COTABATO CITY — Government officials unveiled on Sunday the historical marker of the Sheik Karimul Makhdum Mosque in the island Simunul town in Tawi-Tawi, the first ever Islamic worship site built in the country.
The mosque, located in Simunul’s Barangay Tubig Indangan, which is Bohe Indangan in the ethnic Samah vernacular, was built in 1380 by Sheik Karimul Makhdum, an Arab Islamic preacher who then introduced Islam in what are now Bangsamoro provinces of Tawi-Tawi and Sulu.
Local executives and division chiefs in the office of Tawi-Tawi Gov.

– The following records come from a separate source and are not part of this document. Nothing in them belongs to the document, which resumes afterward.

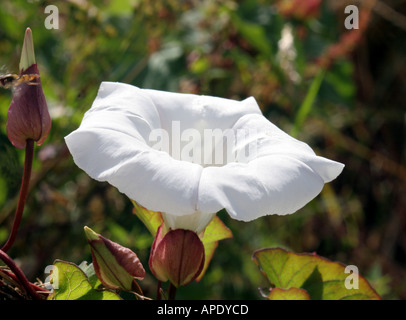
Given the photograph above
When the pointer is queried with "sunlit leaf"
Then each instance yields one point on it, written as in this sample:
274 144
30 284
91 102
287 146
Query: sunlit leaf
214 232
71 283
321 278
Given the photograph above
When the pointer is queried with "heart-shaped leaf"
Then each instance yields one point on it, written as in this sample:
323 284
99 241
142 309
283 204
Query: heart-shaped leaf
321 278
71 283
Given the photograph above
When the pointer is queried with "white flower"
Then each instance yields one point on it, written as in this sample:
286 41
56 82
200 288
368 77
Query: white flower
214 153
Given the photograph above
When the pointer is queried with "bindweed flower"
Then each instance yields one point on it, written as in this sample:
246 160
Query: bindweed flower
115 265
28 116
190 156
177 256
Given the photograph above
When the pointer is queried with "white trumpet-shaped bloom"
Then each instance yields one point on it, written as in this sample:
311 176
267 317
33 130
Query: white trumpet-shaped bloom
190 156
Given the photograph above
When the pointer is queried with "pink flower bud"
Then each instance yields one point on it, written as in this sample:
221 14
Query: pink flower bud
115 265
177 256
28 116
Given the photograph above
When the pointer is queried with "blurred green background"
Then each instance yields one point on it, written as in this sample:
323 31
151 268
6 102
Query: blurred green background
341 91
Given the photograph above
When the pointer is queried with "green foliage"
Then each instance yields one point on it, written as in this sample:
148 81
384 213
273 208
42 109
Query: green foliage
71 283
309 276
354 114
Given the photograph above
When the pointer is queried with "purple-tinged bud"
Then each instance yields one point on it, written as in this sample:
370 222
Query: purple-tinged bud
28 116
115 265
177 256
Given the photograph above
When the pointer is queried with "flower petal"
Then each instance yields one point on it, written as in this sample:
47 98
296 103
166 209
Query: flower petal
113 144
267 185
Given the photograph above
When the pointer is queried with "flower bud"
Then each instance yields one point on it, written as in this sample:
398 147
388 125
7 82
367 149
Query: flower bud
115 265
28 116
177 256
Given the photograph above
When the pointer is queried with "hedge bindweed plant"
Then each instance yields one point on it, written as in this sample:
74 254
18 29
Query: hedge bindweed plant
180 159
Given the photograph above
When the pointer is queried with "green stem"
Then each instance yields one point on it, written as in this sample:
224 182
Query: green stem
171 292
29 156
158 290
20 275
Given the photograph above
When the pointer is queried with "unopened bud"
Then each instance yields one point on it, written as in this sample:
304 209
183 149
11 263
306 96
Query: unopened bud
115 265
177 256
28 116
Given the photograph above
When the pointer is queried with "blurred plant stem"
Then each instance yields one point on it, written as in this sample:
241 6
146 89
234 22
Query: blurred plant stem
171 291
22 279
29 155
308 102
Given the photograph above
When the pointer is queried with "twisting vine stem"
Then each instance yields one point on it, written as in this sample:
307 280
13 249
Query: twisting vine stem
22 279
29 155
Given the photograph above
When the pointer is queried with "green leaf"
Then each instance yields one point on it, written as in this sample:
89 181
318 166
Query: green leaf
321 278
71 283
214 232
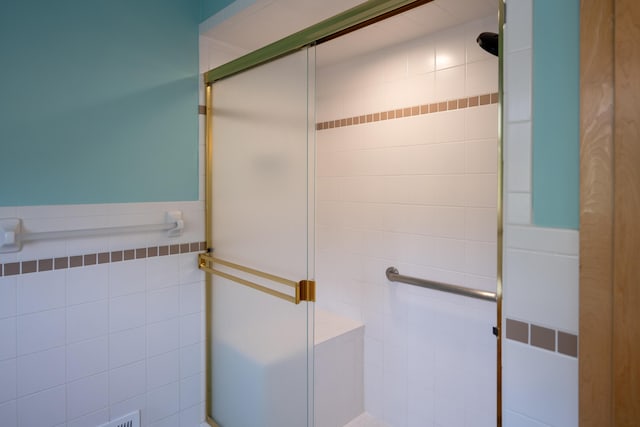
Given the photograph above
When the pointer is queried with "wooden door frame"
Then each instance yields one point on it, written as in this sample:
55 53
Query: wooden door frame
609 371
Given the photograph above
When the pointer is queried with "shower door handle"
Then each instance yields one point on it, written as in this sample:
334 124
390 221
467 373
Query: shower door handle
304 290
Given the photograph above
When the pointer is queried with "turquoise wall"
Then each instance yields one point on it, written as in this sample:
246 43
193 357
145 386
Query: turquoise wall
556 126
98 101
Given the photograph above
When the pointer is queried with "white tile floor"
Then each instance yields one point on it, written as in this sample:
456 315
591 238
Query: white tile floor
366 420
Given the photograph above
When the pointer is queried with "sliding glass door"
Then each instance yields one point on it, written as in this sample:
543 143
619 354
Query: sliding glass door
260 268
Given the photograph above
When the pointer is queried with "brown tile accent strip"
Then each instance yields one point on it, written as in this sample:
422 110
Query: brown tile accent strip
12 269
414 110
90 259
543 337
567 344
103 258
29 267
45 264
518 331
75 261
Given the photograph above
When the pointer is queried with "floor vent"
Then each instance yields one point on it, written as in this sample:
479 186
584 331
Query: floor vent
129 420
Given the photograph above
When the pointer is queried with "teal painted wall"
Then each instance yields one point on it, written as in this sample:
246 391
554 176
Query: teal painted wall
556 127
98 101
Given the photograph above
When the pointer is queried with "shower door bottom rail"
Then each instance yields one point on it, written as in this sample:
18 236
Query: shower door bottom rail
393 275
304 290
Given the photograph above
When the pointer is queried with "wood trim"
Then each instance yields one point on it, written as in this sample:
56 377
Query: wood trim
596 211
626 250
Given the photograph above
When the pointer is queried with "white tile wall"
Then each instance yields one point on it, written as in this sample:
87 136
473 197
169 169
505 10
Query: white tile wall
418 193
540 388
83 345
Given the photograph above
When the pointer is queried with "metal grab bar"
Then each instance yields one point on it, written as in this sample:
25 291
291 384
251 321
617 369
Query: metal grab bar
305 290
394 276
12 235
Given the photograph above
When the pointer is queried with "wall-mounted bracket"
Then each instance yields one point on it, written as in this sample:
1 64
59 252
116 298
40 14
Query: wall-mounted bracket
10 229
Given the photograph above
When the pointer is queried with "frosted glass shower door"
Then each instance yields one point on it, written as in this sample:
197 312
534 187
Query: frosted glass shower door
261 337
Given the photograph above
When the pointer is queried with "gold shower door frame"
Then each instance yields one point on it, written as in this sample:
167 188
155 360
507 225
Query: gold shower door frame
353 19
284 299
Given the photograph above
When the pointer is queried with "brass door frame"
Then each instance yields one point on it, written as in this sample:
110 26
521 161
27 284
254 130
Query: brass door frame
351 20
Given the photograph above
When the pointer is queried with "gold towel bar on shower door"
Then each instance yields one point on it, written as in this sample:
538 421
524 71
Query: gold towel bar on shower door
305 290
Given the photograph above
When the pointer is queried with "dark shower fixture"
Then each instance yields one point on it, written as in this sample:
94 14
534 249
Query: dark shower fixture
489 42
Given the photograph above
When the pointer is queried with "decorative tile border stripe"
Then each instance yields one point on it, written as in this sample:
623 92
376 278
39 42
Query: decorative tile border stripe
542 337
437 107
48 264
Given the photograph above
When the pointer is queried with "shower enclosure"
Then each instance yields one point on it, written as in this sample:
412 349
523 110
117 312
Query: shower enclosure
268 117
260 290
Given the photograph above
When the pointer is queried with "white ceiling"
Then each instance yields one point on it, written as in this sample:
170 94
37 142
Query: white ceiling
266 21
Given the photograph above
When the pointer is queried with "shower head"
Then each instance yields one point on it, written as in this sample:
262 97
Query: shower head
489 42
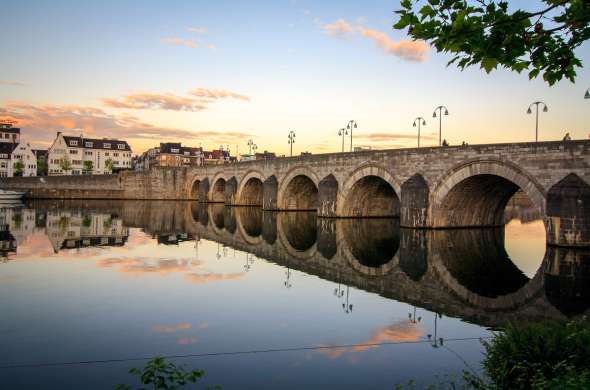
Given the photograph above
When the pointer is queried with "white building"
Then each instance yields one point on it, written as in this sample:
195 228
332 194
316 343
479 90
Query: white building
9 134
76 150
17 160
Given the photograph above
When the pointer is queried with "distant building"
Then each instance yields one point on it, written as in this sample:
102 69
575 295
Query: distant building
9 134
173 154
17 160
69 155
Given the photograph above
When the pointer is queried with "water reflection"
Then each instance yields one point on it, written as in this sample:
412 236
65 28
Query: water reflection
463 272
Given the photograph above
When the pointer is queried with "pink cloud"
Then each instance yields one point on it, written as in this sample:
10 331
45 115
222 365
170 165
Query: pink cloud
338 29
155 101
415 51
180 42
217 94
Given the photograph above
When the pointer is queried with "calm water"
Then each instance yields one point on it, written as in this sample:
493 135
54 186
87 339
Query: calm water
86 281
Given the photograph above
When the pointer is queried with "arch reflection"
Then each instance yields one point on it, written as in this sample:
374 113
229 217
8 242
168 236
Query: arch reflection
373 242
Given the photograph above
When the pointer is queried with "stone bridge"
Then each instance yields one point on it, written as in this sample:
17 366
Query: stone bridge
449 187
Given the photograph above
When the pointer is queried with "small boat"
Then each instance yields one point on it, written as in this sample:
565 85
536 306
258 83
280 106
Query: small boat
11 195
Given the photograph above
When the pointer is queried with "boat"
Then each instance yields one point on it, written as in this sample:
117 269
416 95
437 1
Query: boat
7 195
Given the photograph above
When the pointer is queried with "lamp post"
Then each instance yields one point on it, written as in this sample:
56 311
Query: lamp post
343 132
291 140
350 126
529 111
440 113
436 342
420 120
250 143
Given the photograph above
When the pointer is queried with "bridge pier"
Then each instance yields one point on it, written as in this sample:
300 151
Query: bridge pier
568 213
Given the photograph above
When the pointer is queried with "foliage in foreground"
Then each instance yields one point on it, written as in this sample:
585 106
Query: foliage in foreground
489 33
536 356
159 375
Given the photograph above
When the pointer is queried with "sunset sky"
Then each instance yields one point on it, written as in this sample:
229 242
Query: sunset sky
219 73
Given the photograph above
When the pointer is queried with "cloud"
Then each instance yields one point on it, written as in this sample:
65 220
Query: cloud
180 42
397 332
198 30
155 101
12 83
211 277
217 94
415 51
338 29
387 137
172 328
41 122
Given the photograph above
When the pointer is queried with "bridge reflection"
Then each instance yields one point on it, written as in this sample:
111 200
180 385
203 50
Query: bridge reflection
465 273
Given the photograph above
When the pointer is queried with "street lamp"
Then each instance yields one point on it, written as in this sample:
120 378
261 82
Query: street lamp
440 108
291 140
529 111
250 143
420 120
350 126
343 132
436 342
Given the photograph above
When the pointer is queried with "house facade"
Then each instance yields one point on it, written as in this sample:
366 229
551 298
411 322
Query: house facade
17 159
70 155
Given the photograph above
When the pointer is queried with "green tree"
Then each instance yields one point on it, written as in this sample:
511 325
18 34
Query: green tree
108 164
42 167
488 33
18 168
65 164
88 166
160 375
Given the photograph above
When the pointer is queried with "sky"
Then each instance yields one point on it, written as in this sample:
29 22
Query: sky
221 73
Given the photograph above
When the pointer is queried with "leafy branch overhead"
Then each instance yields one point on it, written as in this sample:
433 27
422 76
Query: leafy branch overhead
488 33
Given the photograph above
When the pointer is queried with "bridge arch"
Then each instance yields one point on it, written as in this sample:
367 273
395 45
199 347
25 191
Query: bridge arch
217 192
299 190
250 190
371 191
475 194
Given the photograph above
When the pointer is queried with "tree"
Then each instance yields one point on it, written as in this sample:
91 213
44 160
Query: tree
108 164
487 33
65 163
18 168
88 166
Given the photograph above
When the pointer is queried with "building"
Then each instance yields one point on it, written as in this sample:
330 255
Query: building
17 159
173 154
69 155
8 133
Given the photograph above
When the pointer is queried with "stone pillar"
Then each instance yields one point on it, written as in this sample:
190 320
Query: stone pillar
414 202
204 190
231 186
269 227
568 213
327 237
327 194
270 189
413 258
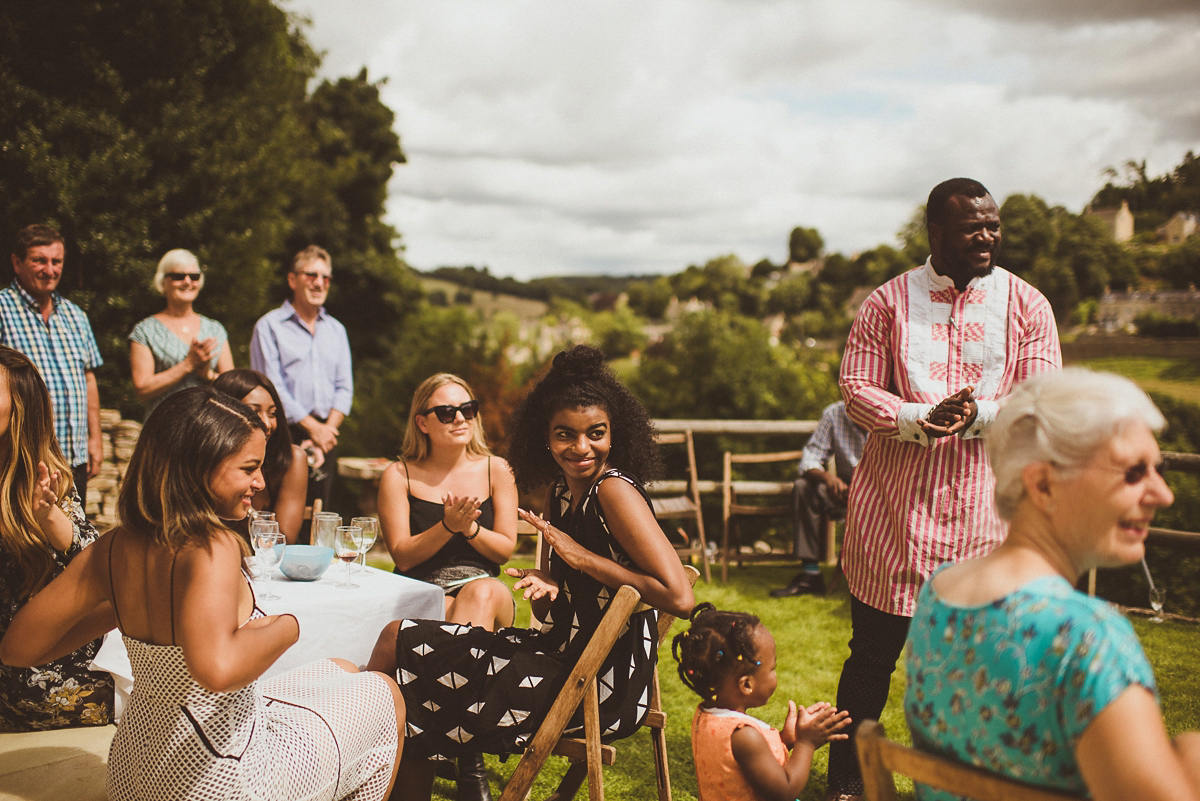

Yshmael Sali said on Monday that the symbolic event was together officiated by National Historical Commission of the Philippines chairman Emmanuel Calairo, Budget Secretary Amenah Pangandaman, Vice Gov. Al-Syed Sali, Simunul Mayor Wasilah Abdurahman and DBM Undersecretaries Margaux Salcedo, Goddes Hope Libiran and Wilford Will Wong.
The Bangsamoro Autonomous Region in Muslim Mindanao was represented in Sunday’s event in Simunul by its trade and tourism minister, Abuamri Taddik, who is also a senior official of the Moro National Liberation Front.
BARMM’s local government minister, Naguib Sinarimbo, who is spokesperson of the autonomous regional government, said that they were elated over the NHCP’s move to set up an iconic marker in the mosque, now a historical landmark.
Tawi-Tawi is one of the six provinces in BARMM, that also covers Maguindanao del Norte, Maguindanao del Sur, Lanao del Sur, Basilan, Sulu and Tawi-Tawi and the cities of Lamitan, Cotabato and Marawi.
Islam was first propagated in the 14th century in what are now Maguindanao del Sur, Maguindanao del Norte and Lanao del Sur, all in mainland Mindanao, by Shariff Mohammad Kabunsuan, who was from a royal clan in Johore, now a state in Malaysia.
Like Makhdum, Kabunsuan established worship sites in different areas in mainland Mindanao and organized communities governed by Islamic Sharia laws.
According to contemporary Moro historians, both foreign missionaries preached fraternalism and interfaith solidarity among indigenous groups, taught local traders honest, or “clean” commerce and trade.